Holden has previously uncovered other large data breaches, including a cache of 1.2 billion unique credentials in 2014-the world’s biggest-ever recovery of stolen accounts.
Advertisement
According to the report from Reuters, about 40 million of the credentials came from Yahoo Mail, 33 million were from Microsoft’s Hotmail, roughly 24 million from Gmail, and nearly 57 million were from Mail.ru.
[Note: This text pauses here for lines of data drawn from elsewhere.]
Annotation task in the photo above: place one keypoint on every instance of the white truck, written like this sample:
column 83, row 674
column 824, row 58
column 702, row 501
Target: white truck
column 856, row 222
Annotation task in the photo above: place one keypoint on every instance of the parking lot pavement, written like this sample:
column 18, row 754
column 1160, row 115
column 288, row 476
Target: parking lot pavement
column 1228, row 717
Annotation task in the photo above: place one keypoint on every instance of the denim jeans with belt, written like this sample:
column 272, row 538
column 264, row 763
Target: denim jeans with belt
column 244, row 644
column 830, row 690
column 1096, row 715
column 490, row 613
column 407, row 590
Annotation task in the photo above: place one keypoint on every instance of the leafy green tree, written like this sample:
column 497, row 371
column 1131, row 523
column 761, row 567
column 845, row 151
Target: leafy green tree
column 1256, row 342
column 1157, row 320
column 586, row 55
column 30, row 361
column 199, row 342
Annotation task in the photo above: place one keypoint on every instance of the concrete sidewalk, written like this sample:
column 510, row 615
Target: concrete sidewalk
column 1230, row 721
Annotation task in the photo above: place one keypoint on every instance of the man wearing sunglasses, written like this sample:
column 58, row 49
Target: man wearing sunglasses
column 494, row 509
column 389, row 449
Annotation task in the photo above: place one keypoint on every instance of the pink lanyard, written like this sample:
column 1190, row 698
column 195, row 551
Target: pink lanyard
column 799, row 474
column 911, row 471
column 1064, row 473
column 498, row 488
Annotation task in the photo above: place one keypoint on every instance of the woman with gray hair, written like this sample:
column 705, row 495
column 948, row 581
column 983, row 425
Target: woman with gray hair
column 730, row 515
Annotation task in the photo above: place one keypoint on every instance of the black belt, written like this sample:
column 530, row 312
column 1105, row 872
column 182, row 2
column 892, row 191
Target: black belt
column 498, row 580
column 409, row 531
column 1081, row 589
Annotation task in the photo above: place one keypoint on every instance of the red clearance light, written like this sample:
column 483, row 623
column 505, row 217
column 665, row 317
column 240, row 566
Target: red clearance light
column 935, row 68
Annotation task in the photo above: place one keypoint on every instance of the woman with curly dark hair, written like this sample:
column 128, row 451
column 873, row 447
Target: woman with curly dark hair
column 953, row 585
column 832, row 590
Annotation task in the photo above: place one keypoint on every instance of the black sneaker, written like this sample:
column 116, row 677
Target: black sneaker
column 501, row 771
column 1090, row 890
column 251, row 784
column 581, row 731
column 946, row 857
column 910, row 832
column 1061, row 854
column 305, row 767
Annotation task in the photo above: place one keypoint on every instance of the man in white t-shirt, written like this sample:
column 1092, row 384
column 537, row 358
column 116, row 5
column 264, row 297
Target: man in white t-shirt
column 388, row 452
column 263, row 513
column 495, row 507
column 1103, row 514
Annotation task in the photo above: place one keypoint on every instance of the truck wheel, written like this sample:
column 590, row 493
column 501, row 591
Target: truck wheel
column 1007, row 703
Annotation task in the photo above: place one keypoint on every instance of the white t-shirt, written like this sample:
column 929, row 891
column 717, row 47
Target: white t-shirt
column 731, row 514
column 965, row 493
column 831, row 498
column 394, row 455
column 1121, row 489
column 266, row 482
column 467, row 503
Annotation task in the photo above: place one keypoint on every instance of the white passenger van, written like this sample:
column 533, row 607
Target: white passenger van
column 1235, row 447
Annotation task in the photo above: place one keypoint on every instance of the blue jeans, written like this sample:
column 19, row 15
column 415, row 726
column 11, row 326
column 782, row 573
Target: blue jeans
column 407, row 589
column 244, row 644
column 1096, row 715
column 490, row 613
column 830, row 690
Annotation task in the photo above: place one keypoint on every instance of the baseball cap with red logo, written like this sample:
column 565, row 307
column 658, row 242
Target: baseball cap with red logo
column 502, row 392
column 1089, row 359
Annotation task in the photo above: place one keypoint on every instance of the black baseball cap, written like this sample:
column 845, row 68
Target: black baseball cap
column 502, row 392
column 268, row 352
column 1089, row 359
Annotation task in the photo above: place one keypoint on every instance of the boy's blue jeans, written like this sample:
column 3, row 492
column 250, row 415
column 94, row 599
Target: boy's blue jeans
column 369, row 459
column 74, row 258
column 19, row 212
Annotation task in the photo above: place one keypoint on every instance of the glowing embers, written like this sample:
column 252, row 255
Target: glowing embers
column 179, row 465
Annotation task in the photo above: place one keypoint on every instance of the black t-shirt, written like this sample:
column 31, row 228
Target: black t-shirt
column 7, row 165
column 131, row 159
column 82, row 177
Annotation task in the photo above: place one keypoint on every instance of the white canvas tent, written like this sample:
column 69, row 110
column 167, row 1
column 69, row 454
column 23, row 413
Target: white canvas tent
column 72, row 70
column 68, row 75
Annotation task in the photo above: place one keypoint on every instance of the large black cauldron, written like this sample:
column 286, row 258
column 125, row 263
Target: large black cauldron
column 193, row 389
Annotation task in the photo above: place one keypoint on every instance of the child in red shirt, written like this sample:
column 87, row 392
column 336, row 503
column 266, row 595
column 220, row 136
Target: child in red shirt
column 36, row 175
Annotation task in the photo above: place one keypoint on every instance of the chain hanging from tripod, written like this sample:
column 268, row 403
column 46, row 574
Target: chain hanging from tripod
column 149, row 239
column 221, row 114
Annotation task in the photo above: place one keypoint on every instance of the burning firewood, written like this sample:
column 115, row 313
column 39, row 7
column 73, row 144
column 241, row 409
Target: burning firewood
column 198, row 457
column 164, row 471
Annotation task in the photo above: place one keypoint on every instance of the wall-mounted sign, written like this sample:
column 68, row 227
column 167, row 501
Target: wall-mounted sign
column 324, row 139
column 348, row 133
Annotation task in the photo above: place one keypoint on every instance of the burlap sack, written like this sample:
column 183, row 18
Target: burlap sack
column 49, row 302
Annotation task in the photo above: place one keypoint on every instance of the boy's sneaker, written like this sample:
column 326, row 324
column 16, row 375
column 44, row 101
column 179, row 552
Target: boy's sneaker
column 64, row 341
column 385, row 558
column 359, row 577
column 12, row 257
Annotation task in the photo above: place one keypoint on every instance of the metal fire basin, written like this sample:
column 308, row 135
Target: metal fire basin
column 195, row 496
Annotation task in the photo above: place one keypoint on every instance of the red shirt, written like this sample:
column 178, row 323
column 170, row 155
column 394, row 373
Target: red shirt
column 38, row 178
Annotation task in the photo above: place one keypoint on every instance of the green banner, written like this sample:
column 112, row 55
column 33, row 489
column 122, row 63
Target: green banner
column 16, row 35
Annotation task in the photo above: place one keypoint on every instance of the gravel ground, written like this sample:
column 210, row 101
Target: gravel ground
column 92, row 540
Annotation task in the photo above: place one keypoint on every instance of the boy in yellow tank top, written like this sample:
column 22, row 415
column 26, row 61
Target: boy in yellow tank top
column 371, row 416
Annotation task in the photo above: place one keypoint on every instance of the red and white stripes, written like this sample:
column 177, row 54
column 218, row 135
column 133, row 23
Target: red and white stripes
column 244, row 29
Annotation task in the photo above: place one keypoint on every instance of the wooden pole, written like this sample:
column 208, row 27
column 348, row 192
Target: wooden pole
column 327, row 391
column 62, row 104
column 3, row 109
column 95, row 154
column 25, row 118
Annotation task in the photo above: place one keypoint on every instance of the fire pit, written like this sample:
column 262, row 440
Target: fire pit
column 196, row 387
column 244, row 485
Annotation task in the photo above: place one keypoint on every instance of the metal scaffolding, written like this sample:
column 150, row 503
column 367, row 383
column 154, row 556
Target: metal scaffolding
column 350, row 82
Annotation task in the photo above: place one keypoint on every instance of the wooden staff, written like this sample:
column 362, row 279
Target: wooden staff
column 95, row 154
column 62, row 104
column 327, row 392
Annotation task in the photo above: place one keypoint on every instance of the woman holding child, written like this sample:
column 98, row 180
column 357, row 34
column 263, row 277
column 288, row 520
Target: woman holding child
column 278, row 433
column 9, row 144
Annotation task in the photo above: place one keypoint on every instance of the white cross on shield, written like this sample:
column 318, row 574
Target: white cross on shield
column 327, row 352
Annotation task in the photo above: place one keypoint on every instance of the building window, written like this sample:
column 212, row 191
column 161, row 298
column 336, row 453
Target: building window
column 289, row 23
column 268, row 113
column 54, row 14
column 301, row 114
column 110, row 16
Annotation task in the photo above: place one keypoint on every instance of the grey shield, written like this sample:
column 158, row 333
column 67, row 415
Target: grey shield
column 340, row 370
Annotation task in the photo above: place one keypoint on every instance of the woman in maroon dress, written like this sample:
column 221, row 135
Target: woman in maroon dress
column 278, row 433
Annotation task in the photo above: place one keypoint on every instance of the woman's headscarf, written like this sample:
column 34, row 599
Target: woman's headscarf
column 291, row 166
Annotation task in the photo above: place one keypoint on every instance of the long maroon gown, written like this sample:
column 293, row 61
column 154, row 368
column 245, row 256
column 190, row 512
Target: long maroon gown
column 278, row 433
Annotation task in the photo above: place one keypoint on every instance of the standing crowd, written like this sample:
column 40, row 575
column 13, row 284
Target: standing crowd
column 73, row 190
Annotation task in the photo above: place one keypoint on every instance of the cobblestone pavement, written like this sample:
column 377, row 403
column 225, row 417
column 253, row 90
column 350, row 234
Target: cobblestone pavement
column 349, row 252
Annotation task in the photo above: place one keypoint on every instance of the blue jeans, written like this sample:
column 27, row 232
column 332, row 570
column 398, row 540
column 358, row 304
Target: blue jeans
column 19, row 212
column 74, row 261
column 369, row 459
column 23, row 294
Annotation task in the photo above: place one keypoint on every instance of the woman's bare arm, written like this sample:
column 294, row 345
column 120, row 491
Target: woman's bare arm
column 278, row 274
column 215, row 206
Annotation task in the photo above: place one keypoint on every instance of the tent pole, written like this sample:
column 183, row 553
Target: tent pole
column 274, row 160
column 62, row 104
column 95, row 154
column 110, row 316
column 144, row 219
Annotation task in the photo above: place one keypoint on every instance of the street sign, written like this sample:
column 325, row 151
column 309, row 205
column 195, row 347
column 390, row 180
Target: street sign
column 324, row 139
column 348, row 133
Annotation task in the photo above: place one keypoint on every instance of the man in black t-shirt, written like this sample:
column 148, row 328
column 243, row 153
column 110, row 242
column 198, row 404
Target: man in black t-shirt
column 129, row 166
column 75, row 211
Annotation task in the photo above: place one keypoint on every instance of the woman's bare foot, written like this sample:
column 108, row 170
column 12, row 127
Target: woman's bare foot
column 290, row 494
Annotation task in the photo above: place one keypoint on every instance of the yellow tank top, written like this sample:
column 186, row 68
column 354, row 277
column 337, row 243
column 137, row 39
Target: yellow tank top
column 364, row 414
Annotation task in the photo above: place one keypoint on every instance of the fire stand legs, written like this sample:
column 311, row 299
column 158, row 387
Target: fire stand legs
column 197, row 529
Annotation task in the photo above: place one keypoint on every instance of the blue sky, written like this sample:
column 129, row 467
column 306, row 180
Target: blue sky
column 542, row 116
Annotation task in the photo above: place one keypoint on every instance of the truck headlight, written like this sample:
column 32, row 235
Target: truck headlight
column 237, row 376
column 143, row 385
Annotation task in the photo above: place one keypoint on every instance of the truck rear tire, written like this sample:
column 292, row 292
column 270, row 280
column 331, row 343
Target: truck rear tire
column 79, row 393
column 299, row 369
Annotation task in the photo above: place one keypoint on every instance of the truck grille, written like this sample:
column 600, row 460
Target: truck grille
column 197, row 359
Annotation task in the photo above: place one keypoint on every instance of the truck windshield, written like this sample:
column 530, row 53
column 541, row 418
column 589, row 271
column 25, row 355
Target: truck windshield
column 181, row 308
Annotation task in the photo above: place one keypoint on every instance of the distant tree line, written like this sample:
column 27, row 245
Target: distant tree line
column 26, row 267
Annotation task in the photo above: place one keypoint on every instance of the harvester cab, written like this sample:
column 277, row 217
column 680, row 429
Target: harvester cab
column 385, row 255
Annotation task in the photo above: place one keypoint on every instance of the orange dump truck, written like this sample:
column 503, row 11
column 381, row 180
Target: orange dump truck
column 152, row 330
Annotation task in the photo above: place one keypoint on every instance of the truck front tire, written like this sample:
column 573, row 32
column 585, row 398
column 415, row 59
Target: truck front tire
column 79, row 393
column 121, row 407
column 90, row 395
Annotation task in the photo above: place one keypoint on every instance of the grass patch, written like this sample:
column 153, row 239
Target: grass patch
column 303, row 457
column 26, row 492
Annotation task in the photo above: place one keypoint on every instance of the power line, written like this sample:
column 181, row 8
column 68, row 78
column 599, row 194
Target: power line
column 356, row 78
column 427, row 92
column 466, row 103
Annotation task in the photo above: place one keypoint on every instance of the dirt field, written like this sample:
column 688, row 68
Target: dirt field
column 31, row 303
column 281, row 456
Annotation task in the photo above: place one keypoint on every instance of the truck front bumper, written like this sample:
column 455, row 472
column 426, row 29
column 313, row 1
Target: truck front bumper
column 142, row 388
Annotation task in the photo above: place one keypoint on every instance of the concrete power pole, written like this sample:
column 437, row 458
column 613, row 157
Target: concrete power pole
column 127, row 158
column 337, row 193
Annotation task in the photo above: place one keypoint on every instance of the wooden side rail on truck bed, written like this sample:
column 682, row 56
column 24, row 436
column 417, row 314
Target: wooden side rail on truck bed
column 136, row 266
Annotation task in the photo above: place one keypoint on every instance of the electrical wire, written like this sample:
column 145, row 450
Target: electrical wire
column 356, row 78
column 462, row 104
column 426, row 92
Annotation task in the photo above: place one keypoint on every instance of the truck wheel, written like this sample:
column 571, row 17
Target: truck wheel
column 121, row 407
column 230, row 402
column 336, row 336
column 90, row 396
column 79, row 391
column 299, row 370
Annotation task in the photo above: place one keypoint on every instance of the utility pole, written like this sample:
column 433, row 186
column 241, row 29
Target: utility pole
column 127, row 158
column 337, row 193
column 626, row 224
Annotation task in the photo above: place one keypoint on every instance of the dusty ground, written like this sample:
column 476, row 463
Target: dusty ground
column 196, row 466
Alex Holden, founder and chief information security officer of Wisconsin-based Hold Security, said, “This information is potent. It is floating around in the underground and this person has shown he’s willing to give the data away to people who are nice to him”, said Holden to Reuters.
The company said in a statement credentials tied to its email accounts appeared to have been stolen from other, unrelated sites such as social networks or e-commerce sites that ask users to sign up using email addresses like Mail.ru and pick passwords, which most often will not be the same as those for the email accounts.
Meanwhile, recommending that people with personal email accounts should change their passwords following the hack, cybersecurity experts have explained that stolen email credentials can be used by hackers to entice users to give away more details, including birthdates, credit card numbers and bank account access. Interestingly, Google also accounted for 24 million or 9% of the total credentials despite claiming user’s security as the top most priority.
Usernames and passwords for the world’s largest email services have surfaced, following an investigation by a security analyst who picked up the trove from a notorious hacker. These emails were most likely to be collected from different website.
Holden has a credible record of uncovering serious breaches in the past, which affected millions of individuals of JPMorgan, Target, and Adobe Systems. That’s less than $1, according to Reuters. “[Using] a single desktop or mobile app they connect message platforms like social media [such as] VK, and Facebook, ICQ, Jabber, Google Talk, mail.ru chat, ectera”.
However, not every email service provider looked shaken from the news; Mail.ru requested its users to stay calm and composed as the leaked credentials containing the email and password combinations didn’t work after Mail.ru ran its first test.
Advertisement
A Yahoo spokesperson said the company had obtained a sample of Hold Security’s data and does not believe “there is any significant risk to our users based on the claims shared with the press”. Holden calls the particular hacker who supplied the information, “The Collector”, because he or she seems to compile sets of hacked information into giant collections for sale. “Even slight changes within a password are an effective tool at safeguarding your data when there is a massive breach”, said Young.